- Decades:: 1950s; 1960s; 1970s;
- See also:: Other events of 1962; Timeline of Vietnamese history;

= 1962 in South Vietnam =

The following lists events that happened during 1962 in South Vietnam.

==Events==

===January===
- January 1 – The People's Revolutionary Party was founded as a Marxist–Leninist political party in South Vietnam, and its leaders receiving instruction directly from the Lao Dong Party of North Vietnam.
- January 3 – The first United States military transport aircraft arrive in South Vietnam. The aircraft would be used to transport South Vietnamese soldiers.
- January 12 – Operation Chopper, the first American combat mission in Vietnam, began as the American pilots transported hundreds of South Vietnamese troops to fight against a Viet Cong force near Saigon. Three days later, President of the United States John F. Kennedy told reporters at a press conference that American troops were not being used in combat.

===February===
- February 27 – Sublieutenant Nguyễn Văn Cử and Lt.

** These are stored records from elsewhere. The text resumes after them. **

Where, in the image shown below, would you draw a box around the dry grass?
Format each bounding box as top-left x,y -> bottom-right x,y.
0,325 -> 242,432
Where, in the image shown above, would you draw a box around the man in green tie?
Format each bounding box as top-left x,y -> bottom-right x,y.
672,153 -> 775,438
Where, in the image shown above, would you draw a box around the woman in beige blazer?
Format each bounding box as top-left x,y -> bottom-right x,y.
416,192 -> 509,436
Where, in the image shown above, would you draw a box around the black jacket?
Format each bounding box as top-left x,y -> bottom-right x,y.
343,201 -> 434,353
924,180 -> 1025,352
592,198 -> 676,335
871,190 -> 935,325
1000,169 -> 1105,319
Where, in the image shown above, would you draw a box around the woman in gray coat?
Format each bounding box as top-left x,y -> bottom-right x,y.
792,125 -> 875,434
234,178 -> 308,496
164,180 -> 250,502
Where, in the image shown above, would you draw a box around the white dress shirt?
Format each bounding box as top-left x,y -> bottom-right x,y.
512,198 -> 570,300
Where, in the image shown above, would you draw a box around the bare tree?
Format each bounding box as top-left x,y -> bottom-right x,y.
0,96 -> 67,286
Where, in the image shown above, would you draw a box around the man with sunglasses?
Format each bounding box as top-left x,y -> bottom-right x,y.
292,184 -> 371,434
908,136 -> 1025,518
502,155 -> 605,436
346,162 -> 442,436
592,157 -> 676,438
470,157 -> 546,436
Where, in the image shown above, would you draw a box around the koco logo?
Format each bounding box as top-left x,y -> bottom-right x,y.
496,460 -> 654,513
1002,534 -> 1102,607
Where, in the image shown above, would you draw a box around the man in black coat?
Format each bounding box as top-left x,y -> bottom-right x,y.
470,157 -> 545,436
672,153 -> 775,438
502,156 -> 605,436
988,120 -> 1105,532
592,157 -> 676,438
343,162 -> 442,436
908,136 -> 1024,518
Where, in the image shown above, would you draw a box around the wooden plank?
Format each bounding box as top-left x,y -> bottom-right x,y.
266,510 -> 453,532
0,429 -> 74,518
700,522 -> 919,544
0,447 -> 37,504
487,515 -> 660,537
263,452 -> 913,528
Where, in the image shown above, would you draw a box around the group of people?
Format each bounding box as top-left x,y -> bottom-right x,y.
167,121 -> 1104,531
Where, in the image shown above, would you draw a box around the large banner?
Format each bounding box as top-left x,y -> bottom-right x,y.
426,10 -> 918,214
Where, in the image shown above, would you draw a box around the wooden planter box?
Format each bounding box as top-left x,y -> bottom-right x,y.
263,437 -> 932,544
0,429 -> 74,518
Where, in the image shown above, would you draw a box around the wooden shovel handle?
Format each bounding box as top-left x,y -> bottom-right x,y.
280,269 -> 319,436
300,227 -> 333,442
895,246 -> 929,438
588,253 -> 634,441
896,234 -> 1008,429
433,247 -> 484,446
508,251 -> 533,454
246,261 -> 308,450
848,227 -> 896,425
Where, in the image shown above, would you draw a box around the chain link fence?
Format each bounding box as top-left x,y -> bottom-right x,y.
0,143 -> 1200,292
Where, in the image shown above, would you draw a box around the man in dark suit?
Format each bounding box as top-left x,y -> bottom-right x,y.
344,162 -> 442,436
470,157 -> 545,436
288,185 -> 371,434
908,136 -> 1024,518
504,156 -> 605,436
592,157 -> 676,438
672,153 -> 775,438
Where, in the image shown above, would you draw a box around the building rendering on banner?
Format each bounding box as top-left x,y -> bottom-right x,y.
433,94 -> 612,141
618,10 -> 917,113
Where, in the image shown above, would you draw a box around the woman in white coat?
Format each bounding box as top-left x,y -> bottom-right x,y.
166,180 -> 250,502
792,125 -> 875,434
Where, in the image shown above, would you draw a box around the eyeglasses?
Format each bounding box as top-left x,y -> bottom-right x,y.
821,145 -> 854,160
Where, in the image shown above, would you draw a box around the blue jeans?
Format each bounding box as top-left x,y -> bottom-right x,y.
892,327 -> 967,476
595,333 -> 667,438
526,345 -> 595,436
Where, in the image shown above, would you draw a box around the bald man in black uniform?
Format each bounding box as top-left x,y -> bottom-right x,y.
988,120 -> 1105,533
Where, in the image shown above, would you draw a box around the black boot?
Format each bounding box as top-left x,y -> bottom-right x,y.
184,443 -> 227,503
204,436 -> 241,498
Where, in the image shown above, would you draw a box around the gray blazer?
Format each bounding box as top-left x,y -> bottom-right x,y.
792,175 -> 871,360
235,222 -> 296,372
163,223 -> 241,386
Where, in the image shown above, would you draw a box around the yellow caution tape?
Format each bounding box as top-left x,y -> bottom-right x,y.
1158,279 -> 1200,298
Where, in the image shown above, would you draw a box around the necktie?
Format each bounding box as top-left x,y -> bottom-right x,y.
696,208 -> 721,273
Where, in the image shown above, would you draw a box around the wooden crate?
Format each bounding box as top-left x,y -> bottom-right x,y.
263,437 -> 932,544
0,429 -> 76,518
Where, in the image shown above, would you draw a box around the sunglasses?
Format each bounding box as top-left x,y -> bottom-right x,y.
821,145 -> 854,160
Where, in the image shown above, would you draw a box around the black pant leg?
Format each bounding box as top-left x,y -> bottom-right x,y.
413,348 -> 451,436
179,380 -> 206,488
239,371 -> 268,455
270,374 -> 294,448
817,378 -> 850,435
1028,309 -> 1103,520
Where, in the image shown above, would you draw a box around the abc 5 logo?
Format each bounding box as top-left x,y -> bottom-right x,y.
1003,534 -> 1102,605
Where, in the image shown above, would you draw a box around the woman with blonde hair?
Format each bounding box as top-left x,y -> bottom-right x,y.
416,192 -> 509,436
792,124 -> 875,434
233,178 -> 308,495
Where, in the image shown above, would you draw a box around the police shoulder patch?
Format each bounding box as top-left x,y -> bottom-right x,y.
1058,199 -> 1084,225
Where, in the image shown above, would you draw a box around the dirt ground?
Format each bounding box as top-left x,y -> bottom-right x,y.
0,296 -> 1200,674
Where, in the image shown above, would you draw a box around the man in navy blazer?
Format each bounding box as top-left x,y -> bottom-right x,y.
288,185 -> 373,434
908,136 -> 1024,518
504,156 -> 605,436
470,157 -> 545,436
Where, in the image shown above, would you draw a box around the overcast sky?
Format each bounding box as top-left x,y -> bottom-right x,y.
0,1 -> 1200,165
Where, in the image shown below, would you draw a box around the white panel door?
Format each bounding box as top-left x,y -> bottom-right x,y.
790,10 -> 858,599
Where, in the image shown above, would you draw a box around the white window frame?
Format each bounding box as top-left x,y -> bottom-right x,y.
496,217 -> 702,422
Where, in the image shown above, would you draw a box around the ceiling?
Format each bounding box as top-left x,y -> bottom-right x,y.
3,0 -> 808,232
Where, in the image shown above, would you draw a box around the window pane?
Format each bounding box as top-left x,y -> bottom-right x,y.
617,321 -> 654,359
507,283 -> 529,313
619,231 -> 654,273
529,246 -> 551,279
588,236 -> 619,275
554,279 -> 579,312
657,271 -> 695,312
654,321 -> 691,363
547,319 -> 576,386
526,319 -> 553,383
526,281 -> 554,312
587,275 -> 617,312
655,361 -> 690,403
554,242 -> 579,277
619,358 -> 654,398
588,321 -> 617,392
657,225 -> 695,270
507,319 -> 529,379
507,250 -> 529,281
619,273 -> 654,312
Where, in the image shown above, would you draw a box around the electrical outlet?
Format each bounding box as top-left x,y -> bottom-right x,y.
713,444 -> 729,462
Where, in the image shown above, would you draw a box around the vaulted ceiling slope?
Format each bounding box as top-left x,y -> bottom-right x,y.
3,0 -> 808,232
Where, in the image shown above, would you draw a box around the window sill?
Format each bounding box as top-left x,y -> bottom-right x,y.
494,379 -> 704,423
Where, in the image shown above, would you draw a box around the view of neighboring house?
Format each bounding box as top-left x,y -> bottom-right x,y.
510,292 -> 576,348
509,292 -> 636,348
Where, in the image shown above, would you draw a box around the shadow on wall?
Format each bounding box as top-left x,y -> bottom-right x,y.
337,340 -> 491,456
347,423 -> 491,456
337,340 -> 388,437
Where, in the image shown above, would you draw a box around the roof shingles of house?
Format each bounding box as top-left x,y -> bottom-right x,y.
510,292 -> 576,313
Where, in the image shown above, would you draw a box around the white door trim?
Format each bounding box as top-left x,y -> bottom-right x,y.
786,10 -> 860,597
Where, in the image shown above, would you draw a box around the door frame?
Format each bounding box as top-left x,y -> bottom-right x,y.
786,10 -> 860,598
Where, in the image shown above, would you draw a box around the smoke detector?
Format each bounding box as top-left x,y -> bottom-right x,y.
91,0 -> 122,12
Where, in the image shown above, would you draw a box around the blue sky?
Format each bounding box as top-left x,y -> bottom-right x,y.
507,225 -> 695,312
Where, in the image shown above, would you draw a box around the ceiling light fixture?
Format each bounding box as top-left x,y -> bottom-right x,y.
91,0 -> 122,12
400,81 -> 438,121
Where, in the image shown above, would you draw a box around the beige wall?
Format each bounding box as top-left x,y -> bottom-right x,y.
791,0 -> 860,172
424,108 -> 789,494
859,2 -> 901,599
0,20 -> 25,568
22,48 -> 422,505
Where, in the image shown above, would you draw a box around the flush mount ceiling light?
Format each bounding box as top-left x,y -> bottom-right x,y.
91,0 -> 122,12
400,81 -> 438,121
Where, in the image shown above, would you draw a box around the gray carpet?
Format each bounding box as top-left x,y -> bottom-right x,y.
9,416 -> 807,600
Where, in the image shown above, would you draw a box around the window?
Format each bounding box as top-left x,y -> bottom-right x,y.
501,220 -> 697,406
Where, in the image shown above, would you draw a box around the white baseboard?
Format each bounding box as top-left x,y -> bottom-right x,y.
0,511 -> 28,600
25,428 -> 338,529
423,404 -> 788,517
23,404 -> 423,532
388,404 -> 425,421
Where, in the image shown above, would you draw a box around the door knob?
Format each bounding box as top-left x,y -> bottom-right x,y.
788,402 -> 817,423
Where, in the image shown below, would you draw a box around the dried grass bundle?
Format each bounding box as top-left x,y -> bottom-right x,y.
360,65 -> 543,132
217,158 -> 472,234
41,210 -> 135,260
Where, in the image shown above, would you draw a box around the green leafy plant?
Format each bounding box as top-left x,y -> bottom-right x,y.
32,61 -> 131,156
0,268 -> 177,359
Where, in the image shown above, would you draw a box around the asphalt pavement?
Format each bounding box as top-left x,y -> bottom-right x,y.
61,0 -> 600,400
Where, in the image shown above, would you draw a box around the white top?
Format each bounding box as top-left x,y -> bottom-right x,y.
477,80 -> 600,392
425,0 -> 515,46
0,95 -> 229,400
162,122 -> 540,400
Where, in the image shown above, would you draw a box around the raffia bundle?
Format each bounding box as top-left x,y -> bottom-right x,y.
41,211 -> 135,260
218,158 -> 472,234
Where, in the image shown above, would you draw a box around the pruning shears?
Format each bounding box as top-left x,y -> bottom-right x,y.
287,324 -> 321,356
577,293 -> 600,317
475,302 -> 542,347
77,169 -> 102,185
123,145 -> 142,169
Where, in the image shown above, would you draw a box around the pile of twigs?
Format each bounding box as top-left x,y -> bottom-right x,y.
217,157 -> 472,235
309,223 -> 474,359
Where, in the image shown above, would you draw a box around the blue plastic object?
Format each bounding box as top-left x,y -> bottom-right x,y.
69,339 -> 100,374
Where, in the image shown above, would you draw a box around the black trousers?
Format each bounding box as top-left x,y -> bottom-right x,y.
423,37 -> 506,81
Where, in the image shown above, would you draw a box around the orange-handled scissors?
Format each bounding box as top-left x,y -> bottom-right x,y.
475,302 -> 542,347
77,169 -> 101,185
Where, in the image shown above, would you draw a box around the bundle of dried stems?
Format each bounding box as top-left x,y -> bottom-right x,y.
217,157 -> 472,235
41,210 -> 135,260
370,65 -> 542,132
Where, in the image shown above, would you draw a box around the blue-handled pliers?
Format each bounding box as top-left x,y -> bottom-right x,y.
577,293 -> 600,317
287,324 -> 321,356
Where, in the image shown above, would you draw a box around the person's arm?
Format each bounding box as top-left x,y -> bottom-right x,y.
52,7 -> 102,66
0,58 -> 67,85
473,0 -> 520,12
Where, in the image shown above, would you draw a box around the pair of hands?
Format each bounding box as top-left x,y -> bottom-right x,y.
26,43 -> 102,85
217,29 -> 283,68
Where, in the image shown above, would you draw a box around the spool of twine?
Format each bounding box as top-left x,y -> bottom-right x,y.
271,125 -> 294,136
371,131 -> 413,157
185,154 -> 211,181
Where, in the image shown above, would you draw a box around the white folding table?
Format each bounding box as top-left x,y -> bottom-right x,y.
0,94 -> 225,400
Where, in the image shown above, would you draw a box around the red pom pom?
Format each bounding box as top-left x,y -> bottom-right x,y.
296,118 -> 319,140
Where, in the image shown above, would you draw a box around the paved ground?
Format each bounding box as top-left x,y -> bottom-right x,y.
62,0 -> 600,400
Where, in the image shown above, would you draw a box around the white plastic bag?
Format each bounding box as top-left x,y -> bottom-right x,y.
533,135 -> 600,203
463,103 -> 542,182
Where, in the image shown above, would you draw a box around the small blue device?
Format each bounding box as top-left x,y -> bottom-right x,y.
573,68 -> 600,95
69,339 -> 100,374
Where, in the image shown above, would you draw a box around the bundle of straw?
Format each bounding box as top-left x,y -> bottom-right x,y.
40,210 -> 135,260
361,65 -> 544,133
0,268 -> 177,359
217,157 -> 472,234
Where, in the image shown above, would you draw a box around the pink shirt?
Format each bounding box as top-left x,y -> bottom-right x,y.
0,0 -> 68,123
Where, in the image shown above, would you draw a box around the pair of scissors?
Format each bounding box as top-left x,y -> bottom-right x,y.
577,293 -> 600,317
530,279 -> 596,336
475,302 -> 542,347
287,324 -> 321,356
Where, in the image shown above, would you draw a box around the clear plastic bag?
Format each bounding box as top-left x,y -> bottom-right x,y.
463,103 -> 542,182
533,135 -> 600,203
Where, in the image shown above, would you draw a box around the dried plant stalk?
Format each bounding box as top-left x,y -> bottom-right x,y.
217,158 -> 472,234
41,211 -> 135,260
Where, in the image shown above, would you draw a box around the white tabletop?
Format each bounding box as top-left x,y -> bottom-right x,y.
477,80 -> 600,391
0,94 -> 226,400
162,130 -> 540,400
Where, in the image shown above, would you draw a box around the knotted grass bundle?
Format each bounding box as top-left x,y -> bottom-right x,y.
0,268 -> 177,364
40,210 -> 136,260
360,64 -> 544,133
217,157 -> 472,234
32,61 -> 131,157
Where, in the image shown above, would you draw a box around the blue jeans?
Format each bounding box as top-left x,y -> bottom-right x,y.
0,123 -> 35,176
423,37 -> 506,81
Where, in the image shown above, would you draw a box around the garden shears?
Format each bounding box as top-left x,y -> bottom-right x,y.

Phạm Phú Quốc, two members of the Republic of Vietnam Air Force, diverted from their combat mission south of Saigon and dropped bombs upon the presidential palace in an attempt to assassinate President Ngô Đình Diệm. One of the 500 pound bombs landed in the room where the President and his advisers were, but failed to detonate because it had been dropped from too low an altitude to arm itself. Quốc was arrested after being forced to land, while Cử fled to neighboring Cambodia. Both men would be reinstated to the Air Force after Diem's assassination in 1963.